実際に監査で問われた項目をざっくりと分類してみました。なお、実際の監査項目の分類とは異なります。実際の監査項目を網羅するリストでもありませんので、その点はご了承ください。下記はあくまでも、監査内容の一部を抜粋して私なりの解釈で書き下した内容です。

  • 会社としての健全性
    • 財務の計画や状況に問題はないか
    • 事業継続性を担保する仕組みを確立しているか
  • ビジネスの健全性
    • 人員管理
  • インテグレーター/アーキテクトとしての能力
    • ベストプラクティスに沿った設計アプローチを標準的に遂行しているか
    • DevOpsへの適応
    • 顧客のAWS移行をサポートする技術力・実績
  • セキュリティ
  • サービス管理
    • サービスデスク
    • モニタリング
    • チケット管理
    • インシデント管理
    • etc..
  • 次世代MSP
    • 機械学習あるいは統計的なアプローチに基づく、よりインテリジェントな障害検知
  • 最適化
    • 継続的に内部プロセスを改善する仕組みを持っているか
  • AWS各種サービスに対する知見と利用実績

記述しきっていない部分もありますが、これらの要素を基本的には全てクリアしていることが求められます。

ポイント

実務寄りの人間から見た、監査内容のポイントを挙げてみます。

MSPプログラムの監査内容は、ITILをある程度ベースにしつつ、よりモダンで、よりAWSライク・クラウドネイティブなプラクティスを盛り込んでアレンジした監査であると理解するのがわかりやすいと思います。αの部分は、例えばインテグレーション領域の能力や、クラウドネイティブに適応したサービスデリバリができているかどうか…などなどの要素が入ってくるかと。

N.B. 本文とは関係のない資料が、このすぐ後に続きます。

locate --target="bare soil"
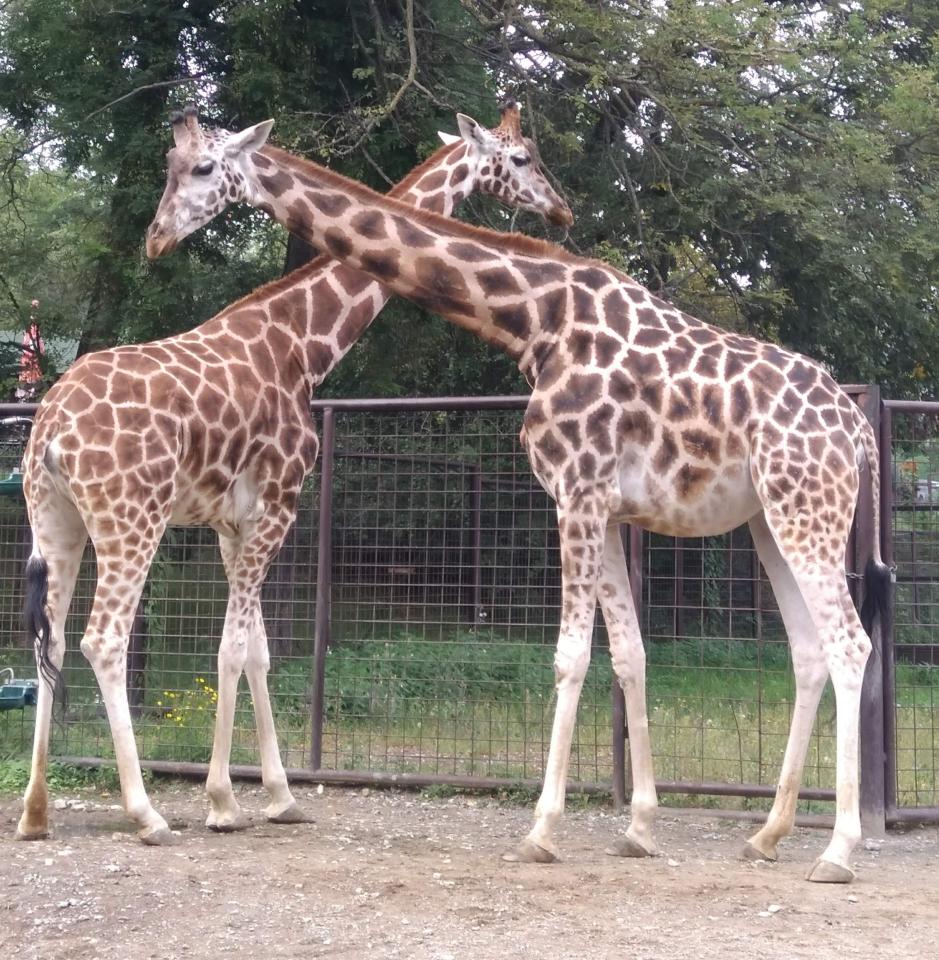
[0,783,939,960]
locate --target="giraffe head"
[147,103,574,258]
[441,100,574,227]
[147,104,274,258]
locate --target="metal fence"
[0,387,939,820]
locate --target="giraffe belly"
[610,461,761,537]
[169,474,260,537]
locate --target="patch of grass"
[0,760,120,794]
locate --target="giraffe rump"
[23,556,66,709]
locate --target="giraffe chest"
[610,458,760,537]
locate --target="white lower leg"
[245,609,296,818]
[744,513,828,860]
[205,632,246,830]
[82,636,169,842]
[747,664,828,860]
[598,527,658,856]
[16,676,56,840]
[821,657,866,870]
[528,637,590,853]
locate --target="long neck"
[210,142,477,393]
[246,147,568,363]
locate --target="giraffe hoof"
[205,810,251,833]
[140,827,180,847]
[604,837,658,859]
[741,840,777,863]
[805,857,854,883]
[13,827,49,840]
[502,840,558,863]
[264,802,316,823]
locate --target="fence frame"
[0,384,939,824]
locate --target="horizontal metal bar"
[57,757,835,801]
[310,394,530,413]
[884,400,939,414]
[887,807,939,826]
[0,403,39,417]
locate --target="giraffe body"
[18,101,570,843]
[147,112,888,882]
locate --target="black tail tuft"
[23,557,66,708]
[861,557,893,636]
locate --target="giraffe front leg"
[245,603,313,823]
[743,513,828,861]
[503,497,606,863]
[597,526,658,857]
[205,608,248,833]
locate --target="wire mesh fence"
[888,404,939,807]
[0,390,939,809]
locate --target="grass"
[0,630,939,809]
[0,760,120,796]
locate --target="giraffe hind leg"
[206,509,312,831]
[16,491,88,840]
[743,513,828,860]
[751,514,871,883]
[81,516,176,846]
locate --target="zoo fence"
[0,386,939,830]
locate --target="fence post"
[310,407,335,770]
[610,523,631,813]
[613,523,642,810]
[878,404,897,819]
[848,386,890,837]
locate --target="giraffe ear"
[225,120,274,157]
[456,113,495,147]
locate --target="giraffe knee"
[218,635,248,675]
[554,637,590,686]
[81,632,128,672]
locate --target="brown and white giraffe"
[17,106,571,844]
[147,109,889,882]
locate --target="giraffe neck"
[250,147,570,364]
[208,142,476,393]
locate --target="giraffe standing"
[17,106,571,844]
[147,109,889,882]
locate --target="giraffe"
[147,109,890,882]
[17,104,572,845]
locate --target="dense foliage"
[0,0,939,396]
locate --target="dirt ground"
[0,783,939,960]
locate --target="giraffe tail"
[861,417,894,636]
[23,543,66,708]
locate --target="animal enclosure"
[0,388,939,819]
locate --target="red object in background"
[16,300,46,400]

ITILがフォローしていない領域の話では、特に「次世代MSP」の部分は特筆すべきポイントです。

機械学習あるいは統計的なアプローチに基づく、よりインテリジェントな障害検知と書きましたが、どういうことなのか少々補足します。

従来のサーバー監視だと、サーバーの障害検知は「特定の指標に対して、固定のしきい値を設ける」が主流でした。しかし、固定的なしきい値だけに頼るのでは適切な判断にならないケースもあったりして、なかなか悩ましい話だったわけです。

「次世代MSP」の枠組みではどうなるかと言うと、

  • 「平常時の挙動」から逸脱した、特異なパターンを検出する
  • 未来の数値変動を予測し、その予測値に基づいて未然に障害を検知する

といったことができるようになります。統計/機械学習のテクノロジーを応用することで、固定のしきい値を使った従来方式では検知できない、より本質的な「異常」を捉えることを可能にします。

実際のところ、サーバー監視の界隈ではこうしたロジックをサポートする製品も出てきていますので、実世界への応用という意味では既に潮流のある話です。しかし、実際に監視製品がロジックをサポートしたからといって、誰もが使いこなせるわけではないです。 APNパートナー…とくに当社のようなSIerであれば、使い方を理解したうえで適切なユースケースを見極め、お客様にご提案する責任があります。

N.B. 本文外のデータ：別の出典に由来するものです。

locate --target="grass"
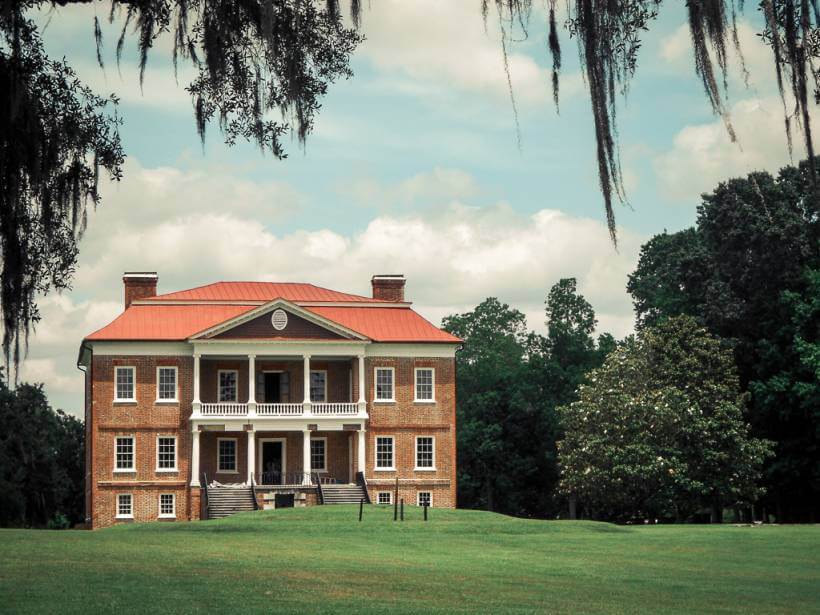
[0,506,820,613]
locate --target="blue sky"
[23,0,800,411]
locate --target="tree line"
[443,162,820,522]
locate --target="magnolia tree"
[558,316,771,521]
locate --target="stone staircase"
[208,487,255,519]
[322,485,367,504]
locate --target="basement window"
[117,493,134,519]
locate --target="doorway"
[257,438,287,485]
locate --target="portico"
[190,340,368,487]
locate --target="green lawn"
[0,506,820,613]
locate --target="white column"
[248,429,258,485]
[356,425,366,476]
[302,429,312,485]
[302,354,310,416]
[191,430,199,487]
[248,354,256,422]
[194,354,202,414]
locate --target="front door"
[265,372,282,404]
[260,440,284,485]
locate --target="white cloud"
[22,162,639,411]
[654,98,816,198]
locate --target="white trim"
[216,438,239,474]
[256,438,292,484]
[310,436,327,472]
[114,493,134,519]
[154,365,179,404]
[365,342,461,359]
[155,434,179,472]
[413,435,436,472]
[373,365,396,404]
[373,435,396,472]
[85,340,194,357]
[216,369,239,404]
[114,434,137,474]
[157,493,177,519]
[310,369,328,404]
[114,365,137,403]
[413,367,436,404]
[376,491,393,506]
[188,298,368,340]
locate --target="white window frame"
[157,493,177,519]
[216,369,239,404]
[114,435,137,474]
[156,365,179,404]
[373,366,396,404]
[114,365,137,402]
[373,436,396,472]
[114,493,134,519]
[413,367,436,404]
[376,491,393,506]
[413,436,436,472]
[308,369,327,404]
[310,436,327,472]
[216,438,239,474]
[156,434,179,472]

次世代MSP(の監視分野)で要求されている内容とはつまり、「機械学習的な障害検知の仕組みを適切に使うことができ、かつ自社の運用サービスとして顧客に提供できるだけの能力・実績を示しなさいよ」と言うことです。この項目についても、当社はしっかりと監査法人のお墨付きをいただいております。

総評

監査法人からのフィードバックとして、「組織としての強み」というセクションがあります。当社に対するフィードバックとしては、次のようなコメントをいただいております。

  • AWSに特化したインテグレーターであり、(国内の大規模な顧客を多数含む)豊富な実績を持つパートナーである
  • セールスチームの技術力の高さ

まとめ

「MSPプログラム」の監査がどのようなものであり、この監査をクリアすることがどのような意味を持つのか、少しでも伝わりましたでしょうか。

本プログラムは、基本的には毎年新しいバージョンが公開されています。おそらく来年も更新のための監査対応が必要となるでしょうが、来年もまた同じように良いご報告ができるよう精進したいですね。